In 2008, fossil fuels contributed a staggering 500 EJ to global fuel consumption while biofuel only contributed 50-54 EJ (Rosillo-Calle, 2012). As waste-to-biofuel technology becomes more popular we have exceedingly high expectations. It is projected that this will contribute 56 EJ annually, the equivalent of 135 billion gallons of biodiesel, by 2015, and by 2050, contribute 500 EJ to global fuel consumption (Rosillo-Calle, 2012).
4.1 Benefits In addition to the contribution of biofuels to global fuel consumption, other benefits include a reduction in CO2 emissions, a comparable energy equivalent to petroleum (95%), and their potential role as a viable alternative to petroleum fuel (Stichnothe and Azapagic, 2009). The transportation sector is responsible for almost 20% of the present global CO2 emissions. Current petroleum fuel emits 85g of CO2/MJ (Stichnothe and Azapagic, 2009). This is significantly higher than biofuel-derived waste which emits only 6.1g of CO2/MJ equivalent (Stichnothe and Azapagic, 2009). This offers a substantial reduction in CO2 emissions. As a result, biofuel-derived waste proves that it has the potential to be a competitive fuel alternative to petroleum.

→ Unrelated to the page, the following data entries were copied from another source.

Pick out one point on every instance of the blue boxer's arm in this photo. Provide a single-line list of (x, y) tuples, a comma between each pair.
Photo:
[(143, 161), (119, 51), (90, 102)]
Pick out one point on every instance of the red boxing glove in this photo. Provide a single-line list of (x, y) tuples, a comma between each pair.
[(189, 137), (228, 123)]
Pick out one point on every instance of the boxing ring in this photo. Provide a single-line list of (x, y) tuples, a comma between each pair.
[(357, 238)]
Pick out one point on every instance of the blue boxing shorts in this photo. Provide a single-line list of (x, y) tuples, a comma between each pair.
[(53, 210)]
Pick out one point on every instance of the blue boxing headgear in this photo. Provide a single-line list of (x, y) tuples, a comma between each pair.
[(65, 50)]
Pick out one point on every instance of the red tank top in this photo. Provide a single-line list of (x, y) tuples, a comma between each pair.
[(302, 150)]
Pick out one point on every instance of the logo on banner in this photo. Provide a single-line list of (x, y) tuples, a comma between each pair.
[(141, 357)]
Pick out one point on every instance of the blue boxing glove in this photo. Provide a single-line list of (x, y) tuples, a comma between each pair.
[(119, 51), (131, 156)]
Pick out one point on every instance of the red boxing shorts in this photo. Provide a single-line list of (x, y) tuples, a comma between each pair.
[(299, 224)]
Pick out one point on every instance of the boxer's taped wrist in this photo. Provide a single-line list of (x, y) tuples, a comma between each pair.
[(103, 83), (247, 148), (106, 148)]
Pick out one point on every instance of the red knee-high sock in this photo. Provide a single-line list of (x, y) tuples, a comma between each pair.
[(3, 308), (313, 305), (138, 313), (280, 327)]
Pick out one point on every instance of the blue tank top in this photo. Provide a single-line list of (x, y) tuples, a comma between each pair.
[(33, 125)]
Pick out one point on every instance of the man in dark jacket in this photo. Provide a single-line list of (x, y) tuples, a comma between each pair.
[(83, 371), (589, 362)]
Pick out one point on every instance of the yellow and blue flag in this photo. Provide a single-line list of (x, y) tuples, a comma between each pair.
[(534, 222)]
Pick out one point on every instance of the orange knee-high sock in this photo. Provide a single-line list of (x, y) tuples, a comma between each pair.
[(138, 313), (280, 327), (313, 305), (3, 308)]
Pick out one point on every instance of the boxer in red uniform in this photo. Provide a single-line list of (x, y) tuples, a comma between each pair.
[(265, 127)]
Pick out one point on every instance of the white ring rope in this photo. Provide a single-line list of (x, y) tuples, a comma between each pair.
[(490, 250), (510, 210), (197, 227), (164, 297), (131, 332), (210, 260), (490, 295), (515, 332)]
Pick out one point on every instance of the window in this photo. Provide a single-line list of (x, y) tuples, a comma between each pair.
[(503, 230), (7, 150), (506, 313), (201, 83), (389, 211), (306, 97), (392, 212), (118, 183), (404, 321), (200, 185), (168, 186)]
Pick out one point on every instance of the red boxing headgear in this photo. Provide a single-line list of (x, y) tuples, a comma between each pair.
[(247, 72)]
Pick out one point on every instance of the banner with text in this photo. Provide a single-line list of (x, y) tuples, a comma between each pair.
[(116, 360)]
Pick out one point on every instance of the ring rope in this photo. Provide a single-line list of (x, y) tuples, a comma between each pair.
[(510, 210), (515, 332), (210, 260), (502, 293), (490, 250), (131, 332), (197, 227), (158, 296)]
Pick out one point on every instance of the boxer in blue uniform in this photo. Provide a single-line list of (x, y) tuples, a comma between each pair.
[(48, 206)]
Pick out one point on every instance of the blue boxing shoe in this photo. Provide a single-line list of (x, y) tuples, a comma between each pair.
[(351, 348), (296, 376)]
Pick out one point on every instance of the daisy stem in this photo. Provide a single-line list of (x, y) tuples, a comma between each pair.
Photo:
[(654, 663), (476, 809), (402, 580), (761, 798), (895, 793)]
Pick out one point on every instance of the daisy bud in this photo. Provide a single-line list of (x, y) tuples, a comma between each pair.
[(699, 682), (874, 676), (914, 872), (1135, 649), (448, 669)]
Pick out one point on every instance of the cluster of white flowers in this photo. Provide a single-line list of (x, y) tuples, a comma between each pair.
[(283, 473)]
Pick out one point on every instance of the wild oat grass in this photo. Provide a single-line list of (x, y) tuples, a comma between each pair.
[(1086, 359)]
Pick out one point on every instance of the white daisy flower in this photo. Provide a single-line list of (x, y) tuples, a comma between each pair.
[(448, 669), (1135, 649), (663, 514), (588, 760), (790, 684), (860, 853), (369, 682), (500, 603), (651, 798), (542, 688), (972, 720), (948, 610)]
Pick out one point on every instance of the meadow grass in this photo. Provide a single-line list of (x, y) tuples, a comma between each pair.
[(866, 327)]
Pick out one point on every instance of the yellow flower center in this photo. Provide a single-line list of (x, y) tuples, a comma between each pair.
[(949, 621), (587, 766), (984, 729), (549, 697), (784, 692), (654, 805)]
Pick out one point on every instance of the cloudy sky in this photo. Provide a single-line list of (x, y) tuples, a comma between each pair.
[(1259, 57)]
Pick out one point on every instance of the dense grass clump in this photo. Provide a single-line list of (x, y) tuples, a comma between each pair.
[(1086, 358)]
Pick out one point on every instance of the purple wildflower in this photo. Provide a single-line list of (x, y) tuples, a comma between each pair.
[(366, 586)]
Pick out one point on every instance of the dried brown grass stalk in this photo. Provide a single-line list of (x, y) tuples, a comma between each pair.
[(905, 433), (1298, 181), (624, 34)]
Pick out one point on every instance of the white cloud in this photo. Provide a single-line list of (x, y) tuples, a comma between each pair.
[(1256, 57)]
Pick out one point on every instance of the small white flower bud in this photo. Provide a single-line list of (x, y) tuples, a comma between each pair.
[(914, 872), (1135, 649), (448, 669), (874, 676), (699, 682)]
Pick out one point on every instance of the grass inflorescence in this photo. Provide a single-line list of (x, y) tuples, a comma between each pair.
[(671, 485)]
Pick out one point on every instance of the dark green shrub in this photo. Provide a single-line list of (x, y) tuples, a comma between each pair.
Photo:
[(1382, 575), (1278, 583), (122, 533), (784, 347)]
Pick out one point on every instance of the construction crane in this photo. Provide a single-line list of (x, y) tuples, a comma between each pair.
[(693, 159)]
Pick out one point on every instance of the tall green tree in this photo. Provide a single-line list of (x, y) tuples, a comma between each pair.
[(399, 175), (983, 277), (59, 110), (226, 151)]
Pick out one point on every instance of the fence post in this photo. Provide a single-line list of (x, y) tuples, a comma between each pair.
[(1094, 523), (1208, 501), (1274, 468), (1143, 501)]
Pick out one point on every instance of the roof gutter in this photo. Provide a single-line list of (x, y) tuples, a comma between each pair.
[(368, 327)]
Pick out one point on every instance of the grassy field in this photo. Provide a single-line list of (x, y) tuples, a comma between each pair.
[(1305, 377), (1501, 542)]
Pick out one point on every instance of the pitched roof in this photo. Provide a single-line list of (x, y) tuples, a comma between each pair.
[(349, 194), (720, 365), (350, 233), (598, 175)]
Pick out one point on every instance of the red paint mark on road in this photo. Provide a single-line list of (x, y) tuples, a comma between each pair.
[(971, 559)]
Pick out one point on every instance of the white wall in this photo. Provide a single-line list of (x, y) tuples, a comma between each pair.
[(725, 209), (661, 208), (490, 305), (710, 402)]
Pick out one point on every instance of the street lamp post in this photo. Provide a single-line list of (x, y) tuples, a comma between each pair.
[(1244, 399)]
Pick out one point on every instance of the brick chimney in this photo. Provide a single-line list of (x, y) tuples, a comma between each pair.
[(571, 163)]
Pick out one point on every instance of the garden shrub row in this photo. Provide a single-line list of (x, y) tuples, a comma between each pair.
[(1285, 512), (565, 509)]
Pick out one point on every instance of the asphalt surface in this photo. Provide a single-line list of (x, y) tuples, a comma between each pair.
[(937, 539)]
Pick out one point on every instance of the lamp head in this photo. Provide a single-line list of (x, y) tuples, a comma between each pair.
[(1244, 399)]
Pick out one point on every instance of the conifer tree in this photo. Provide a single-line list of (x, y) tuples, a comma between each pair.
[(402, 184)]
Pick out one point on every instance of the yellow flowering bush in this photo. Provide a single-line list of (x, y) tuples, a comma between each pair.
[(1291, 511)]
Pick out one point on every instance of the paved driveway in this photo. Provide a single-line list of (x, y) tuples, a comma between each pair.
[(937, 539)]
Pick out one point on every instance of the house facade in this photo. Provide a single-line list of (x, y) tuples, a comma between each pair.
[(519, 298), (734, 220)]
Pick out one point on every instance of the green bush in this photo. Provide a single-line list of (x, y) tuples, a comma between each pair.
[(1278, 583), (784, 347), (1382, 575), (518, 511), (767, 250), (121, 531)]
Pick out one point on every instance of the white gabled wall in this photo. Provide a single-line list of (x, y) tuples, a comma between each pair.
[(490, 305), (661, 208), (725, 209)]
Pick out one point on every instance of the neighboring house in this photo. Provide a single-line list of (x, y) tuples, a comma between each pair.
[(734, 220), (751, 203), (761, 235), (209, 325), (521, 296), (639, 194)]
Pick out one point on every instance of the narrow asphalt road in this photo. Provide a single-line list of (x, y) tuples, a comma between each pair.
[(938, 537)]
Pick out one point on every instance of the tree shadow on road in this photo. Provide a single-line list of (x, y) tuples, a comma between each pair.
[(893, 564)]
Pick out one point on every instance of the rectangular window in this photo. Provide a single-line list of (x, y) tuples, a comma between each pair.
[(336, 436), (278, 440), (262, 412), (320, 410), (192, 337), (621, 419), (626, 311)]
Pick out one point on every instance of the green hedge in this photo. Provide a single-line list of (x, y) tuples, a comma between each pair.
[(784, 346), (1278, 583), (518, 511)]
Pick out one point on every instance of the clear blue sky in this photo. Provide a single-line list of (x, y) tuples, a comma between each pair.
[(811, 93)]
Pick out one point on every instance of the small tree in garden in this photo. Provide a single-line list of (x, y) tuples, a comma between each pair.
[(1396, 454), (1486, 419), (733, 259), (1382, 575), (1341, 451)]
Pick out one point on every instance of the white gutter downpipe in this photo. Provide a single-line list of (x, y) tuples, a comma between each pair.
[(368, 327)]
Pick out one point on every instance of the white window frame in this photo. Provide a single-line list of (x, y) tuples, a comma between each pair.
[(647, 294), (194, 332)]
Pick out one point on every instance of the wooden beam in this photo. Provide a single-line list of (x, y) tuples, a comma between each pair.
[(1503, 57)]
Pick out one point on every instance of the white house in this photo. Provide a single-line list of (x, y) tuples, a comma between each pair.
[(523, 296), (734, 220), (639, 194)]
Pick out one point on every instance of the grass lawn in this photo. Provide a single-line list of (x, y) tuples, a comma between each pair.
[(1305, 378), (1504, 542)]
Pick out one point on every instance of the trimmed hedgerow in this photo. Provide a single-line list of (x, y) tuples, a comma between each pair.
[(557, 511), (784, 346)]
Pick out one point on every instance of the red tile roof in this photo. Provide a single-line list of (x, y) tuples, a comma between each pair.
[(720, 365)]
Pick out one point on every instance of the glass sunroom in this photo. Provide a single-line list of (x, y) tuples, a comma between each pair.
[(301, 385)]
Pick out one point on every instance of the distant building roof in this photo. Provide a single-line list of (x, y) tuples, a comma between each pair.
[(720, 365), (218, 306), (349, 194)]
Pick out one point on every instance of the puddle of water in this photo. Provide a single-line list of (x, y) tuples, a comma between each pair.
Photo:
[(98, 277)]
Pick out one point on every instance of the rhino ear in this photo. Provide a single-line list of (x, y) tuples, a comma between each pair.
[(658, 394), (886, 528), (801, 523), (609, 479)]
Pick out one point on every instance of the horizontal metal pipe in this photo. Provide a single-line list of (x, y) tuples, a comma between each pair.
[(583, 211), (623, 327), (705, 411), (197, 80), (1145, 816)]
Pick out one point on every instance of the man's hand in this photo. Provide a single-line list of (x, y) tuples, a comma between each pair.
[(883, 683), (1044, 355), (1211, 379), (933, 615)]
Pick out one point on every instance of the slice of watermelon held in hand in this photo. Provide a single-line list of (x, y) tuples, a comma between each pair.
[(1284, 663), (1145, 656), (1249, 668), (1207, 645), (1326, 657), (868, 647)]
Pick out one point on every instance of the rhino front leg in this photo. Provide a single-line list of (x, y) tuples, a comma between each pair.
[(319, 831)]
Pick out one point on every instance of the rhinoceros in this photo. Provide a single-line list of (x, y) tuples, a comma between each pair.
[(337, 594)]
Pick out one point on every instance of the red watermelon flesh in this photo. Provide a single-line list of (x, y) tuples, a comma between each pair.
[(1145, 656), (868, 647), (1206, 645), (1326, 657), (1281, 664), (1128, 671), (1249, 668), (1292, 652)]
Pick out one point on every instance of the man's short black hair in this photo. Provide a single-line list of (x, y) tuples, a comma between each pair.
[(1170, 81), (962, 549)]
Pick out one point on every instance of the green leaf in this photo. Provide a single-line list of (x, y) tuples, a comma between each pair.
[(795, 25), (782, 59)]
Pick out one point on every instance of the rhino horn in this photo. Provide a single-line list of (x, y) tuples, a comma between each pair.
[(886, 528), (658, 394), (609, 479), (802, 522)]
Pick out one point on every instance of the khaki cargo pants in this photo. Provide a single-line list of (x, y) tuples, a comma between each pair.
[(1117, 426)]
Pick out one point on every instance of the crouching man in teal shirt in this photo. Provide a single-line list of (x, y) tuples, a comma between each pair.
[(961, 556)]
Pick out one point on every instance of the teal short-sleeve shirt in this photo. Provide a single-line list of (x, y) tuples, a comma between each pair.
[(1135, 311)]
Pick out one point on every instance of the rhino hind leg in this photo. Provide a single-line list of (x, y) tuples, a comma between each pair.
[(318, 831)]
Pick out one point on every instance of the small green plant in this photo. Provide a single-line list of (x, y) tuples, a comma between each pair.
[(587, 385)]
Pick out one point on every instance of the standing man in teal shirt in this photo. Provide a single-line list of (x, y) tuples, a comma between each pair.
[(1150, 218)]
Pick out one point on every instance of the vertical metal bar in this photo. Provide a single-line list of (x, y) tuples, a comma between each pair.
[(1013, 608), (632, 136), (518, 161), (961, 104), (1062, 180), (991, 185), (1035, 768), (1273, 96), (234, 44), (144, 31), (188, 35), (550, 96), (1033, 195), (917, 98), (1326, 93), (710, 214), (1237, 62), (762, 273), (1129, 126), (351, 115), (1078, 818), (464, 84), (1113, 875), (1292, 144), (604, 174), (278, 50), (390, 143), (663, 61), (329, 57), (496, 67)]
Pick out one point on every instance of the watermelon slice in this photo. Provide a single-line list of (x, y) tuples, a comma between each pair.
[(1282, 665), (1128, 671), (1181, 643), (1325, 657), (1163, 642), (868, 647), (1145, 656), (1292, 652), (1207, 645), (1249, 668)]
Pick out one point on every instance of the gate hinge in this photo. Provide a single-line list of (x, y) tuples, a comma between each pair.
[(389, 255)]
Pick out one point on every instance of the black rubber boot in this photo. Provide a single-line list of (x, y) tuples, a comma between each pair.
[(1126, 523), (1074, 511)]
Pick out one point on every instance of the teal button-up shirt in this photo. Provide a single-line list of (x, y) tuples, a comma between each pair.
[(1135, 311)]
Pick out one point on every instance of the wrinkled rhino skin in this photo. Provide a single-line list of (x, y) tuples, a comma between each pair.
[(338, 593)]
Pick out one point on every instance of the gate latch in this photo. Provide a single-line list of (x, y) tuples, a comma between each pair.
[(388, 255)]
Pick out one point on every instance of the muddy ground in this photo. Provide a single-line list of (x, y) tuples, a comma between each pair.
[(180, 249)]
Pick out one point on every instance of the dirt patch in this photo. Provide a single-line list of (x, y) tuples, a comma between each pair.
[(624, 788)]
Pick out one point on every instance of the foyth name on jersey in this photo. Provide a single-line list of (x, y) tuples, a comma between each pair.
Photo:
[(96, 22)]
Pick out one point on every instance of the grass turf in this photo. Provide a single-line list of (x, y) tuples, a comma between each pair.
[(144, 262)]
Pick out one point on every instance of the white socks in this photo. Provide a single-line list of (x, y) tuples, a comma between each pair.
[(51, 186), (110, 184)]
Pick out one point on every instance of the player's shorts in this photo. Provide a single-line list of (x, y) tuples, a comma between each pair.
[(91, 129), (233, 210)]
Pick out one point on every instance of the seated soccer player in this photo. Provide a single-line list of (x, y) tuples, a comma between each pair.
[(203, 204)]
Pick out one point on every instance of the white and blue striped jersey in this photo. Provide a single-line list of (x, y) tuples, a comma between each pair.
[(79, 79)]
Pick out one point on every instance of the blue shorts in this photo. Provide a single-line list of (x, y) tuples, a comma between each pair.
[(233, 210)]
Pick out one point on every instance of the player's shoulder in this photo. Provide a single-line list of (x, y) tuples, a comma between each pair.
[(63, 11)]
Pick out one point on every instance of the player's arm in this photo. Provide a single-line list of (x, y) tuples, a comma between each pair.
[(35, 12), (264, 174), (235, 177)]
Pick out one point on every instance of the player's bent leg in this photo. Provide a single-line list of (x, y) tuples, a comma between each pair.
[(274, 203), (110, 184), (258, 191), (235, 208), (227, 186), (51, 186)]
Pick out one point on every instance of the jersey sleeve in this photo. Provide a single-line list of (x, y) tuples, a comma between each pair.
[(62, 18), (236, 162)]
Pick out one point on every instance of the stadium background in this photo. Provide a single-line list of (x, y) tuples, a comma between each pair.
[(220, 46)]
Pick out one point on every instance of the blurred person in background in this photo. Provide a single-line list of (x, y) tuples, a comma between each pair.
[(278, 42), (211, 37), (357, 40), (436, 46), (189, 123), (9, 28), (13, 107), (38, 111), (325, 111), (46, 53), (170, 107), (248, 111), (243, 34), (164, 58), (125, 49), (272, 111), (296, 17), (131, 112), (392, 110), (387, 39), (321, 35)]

4.2 Drawbacks Drawbacks must also be considered when evaluating the practicality of waste-to biofuel technology, including the ever-fluctuating volume and caloric content of waste, cost of operating landfills, minimal government support, and contradicting information on GHG emissions (Stichnothe and Azapagic, 2009, Lin et al, 2013). Several sources suggest that waste-to-biofuel technology contributes near equivalent GHG emissions due to the operation of gasification equipment, however, this problem could be eliminated by sequestering methane from the landfill and using it to operate the gasification equipment (Rosillo-Calle, 2012).
In the future, waste-to-biofuel technology hopes to gain more support from not only the government but the public and prove that the benefits of this technology significantly outweigh the drawbacks.
5. Conclusion Edmonton, Alberta is currently at the forefront of waste-to-biofuel technology. Implementation of traditional and enhanced gasification techniques, methane reform, as well as a variety of other technologies, may enable higher efficiency production and will contribute to a significant decline in landfill GHG emissions. Although there are drawbacks, we are confident that proper utilization of waste-derived biofuels will enable us to forge towards a future primarily focused on sustainable energy.